Мы смотрели эту пьесу так, как француз смотрел бы «Недоросля» в московском театре. Все нам казалось нелепым и забавным: dame[767]
, сопровождаемая suivante[768]; громкие и банальные стихи, произносимые с завываниями; надоедливая Chiméne, всюду лезущая с выражением своих противоречивых чувств, и ходульный Roderigue опротивели до невозможности. В каком-то акте, когда Chiméne в сотый раз начала требовать голову своего будущего супруга, ты не выдержала и сказала: «Ah, barbe»[769], и этим вызвала враждебное к нам внимание в круге радиусом в пять метров, а ведь ты не любила публичных изъявлений чувств. Мой сосед справа перекинулся за нашей спиной замечаниями, не лестными для нас, с твоим соседом слева. На эту демонстрацию я весьма вежливо заметил ему, что среди пятисот дам, здесь присутствующих, вряд ли хоть одна имеет suivante, чтобы таскать ее с собой всюду и беспрестанно жаловаться; он пожал плечами и ничего не сказал.После спектакля мы спустились в сад Трокадеро. День был весенний, солнечный, и мы с удовольствием прошлись по Champ de Mars[770]
и сели на какой-то отдаленной станции в метро. Я не помню, чья была инициатива в выборе этого спектакля. Кажется, мы оба решили в виде опыта посмотреть хоть одну пьесу классического репертуара. Больше этих опытов мы не делали, хотя со сценической точки зрения спектакль был удачен: и декорации, и исполнители — далеко выше среднего[771].То, что происходило в Европе в марте — апреле 1941 года, все более убеждало меня, что война между Россией и Германией неизбежна. В конце марта произошел противогерманский переворот в Югославии[772]
, и в начале апреля, как раз накануне вторжения туда немцев и итальянцев и воздушной бомбардировки Белграда, СССР заявил недвусмысленно о своем враждебном отношении к Германии и заключил договор о ненападении с Югославией[773]. После этого шага можно было ждать прямого вступления СССР в войну, и все его ожидали. Вот, в качестве примера, мой разговор с Левиным в начале апреля во время одного из его «выходных» дней:Левин:
Для вас, как и для меня, конечно, ясно, что немцы воспринимают этот шаг Сталина как враждебный акт, и, будьте спокойны, они нападут на Россию.Я:
Думаю, что и советско-финскую войну немцы не сочли дружеским актом. Более того, они никогда не скрывали своего желания разделаться с Россией.

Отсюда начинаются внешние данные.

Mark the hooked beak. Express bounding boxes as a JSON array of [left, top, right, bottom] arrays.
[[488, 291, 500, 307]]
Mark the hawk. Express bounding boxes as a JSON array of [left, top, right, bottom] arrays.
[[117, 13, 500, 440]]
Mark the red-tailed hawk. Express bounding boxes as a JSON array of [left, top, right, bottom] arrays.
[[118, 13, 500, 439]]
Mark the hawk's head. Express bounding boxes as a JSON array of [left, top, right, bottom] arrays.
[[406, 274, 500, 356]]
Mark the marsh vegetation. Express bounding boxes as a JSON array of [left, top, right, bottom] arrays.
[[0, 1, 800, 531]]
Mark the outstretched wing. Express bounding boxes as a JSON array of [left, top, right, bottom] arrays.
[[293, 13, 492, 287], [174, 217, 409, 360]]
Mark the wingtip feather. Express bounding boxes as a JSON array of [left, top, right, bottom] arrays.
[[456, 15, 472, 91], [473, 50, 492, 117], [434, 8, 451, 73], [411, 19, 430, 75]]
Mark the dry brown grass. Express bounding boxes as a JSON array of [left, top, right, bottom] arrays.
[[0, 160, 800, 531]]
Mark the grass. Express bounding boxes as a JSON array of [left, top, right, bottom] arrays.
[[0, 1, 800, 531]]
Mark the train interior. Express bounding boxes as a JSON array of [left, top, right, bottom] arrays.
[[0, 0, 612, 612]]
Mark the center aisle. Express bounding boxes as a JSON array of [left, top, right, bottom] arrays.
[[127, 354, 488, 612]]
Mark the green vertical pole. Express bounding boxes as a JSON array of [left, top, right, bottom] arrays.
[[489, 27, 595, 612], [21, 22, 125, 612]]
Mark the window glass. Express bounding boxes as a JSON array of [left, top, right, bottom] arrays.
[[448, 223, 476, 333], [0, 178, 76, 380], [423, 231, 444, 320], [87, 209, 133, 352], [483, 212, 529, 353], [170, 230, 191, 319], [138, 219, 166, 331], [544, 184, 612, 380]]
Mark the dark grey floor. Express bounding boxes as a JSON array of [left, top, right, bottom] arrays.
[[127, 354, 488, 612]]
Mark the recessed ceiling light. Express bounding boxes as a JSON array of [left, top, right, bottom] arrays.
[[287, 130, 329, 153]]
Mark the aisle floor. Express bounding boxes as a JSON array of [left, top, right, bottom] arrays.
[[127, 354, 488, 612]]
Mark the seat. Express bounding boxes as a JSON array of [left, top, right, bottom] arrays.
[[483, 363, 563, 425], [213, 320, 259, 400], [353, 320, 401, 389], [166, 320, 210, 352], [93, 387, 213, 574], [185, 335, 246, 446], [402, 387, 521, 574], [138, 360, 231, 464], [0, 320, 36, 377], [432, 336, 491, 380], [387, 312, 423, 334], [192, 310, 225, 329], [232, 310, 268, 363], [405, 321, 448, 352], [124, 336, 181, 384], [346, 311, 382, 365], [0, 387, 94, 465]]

Положение — не новое.Левин:
Вы помните, что в одной из публичных речей Гитлер перечислил всех врагов Германии, а о России сказал: «Это — наш самый серьезный конкурент»?Я:
Очень хорошо помню и понимаю, что это значит; однако речь имела место до договора с Москвой, когда Англия и Франция старались всеми силами направить германский натиск на восток. Это была угроза по нашему адресу и словесный задаток Западу. Вместе с тем это было выражение всегдашних гитлеровских вожделений.Левин:
Конечно, дело не в фразах, но сейчас все идет к их осуществлению. Я хотел бы знать, о чем думает Сталин. Пока еще не ликвидированы Югославия и Греция, пока еще значительная часть сил Гитлера занята на Балканах, советские войска могли бы с успехом начать войну. Более удобного момента не подберешь. Ведь вы согласны, что не сегодня-завтра немцы нападут на Югославию и что не пройдет и нескольких недель, как Греция и Югославия будут ликвидированы? И тогда Гитлер сможет в любой момент со всеми своими силами напасть на Россию. Более удобного момента, чем сейчас, для нападения на Германию не придумаешь. Должен же Сталин понимать это.Я:
Если учитывать только военные факторы, то вы, конечно, правы. Я, как и вы, считаю, что с тактической точки зрения действовать нужно именно теперь. Мне кажется, что вы не учитываете политической обстановки. Уверены ли вы, что западные государства будут очень довольны вступлением СССР в войну? Что американская пресса не объявит Россию нападающей стороной? Что Гитлер не поторопится дать кой-какие уступки Западу в виде полуавтономии Польши и Чехословакии, не превратит Францию в союзника? И тогда с развязанными руками, при общих аплодисментах, он бросится на восточных варваров?Левин:
Это, конечно, возможно. Но неужели Сталин будет пассивно ждать, пока Гитлер выберет удобный для себя момент, сосредоточит силы, подготовит материал, вооружит обиженных финнов и румын? Неужели он не понимает, что здесь нужны акты, а не булавочные уколы? А ведь пакт с Югославией, если он не подкреплен действием, является вредным булавочным уколом. Правда, объяснение может быть и другое: полная неподготовленность СССР к войне.